Suicide Risk, Changing Jobs, or Leaving the Nursing Profession in the Aftermath of a Patient Safety Incident

Background

Nursing retention is a concern for healthcare systems, hospital administrators, and nurses who have spent considerable time and money to achieve educational goals. Nearly, 33% of nurses will drop out in the 2 years practice. Those who stay in practice face an increased risk of suicide when compared the general population.

Aims

To examine the relationship between nurse sociodemographic data and unique study variables with potential morally injurious outcomes (i.e., dropping out variables: changing jobs, intention to leave the profession, or suicidal thinking).

Methods

A descriptive, correlational study design was used to characterize the relationship between the sociodemographic data of 216 registered nurses (RNs) and patient safety and the suicidal behavioral questionnaire.

Results

RNs involved in a patient safety incident (PSI) considered changing jobs when the degree of harm was death (p < .001) or was unknown (p < .05) when compared with no harm. RNs were more likely to consider leaving the profession when the degree of harm to the patient was permanent (p < .01) or the patient died (p < .05) when compared with having no harm. RNs future suicidal thinking (i.e., their self-reported likelihood of future suicidal behavior) was statistically significant when degree of harm to the patient was death (p < .05) as a result of a PSI (95% CI [1.11, 8.71]) when compared with no harm. The RNs who had suicidal thoughts over the past year compared with those without and the RNs with future suicidal thinking compared with those without, may respond differently in the aftermath of a PSI.

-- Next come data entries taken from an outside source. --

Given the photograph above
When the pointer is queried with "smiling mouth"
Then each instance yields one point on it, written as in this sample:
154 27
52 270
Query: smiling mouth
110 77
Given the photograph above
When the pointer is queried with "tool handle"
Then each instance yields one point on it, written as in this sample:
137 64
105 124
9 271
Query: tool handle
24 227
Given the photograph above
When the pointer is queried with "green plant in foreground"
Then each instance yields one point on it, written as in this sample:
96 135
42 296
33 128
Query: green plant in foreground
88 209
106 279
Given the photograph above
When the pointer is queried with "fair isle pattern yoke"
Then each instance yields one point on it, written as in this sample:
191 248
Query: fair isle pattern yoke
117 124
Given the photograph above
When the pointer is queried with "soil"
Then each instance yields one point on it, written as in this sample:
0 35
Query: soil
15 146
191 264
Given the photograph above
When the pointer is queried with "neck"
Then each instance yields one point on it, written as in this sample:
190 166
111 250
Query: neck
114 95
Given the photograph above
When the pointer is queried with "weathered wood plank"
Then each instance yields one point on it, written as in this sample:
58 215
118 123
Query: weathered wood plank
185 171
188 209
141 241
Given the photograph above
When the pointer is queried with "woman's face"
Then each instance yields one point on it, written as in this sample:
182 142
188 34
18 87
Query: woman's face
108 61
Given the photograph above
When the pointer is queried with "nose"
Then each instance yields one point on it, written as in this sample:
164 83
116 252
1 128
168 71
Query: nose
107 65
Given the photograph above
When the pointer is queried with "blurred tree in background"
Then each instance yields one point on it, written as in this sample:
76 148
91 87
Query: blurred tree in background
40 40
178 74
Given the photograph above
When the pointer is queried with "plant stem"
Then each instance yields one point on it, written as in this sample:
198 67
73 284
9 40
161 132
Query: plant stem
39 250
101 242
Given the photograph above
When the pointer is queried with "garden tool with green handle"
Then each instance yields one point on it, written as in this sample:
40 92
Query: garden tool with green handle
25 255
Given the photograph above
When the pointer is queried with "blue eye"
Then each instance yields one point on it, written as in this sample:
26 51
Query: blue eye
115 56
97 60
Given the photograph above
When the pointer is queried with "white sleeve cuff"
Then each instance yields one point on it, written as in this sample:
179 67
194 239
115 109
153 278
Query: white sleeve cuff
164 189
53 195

Linking evidence to action

This study served as a pioneering effort to the current understanding between nurse characteristics and patient harm and “dropping out” outcomes in RNs involved in PSIs. RNs involved with PSIs that led to more harm were more likely to change jobs, consider leaving the profession, or contemplate future suicide. These findings have important implications for nurses, administrative managers in healthcare organizations, and researchers.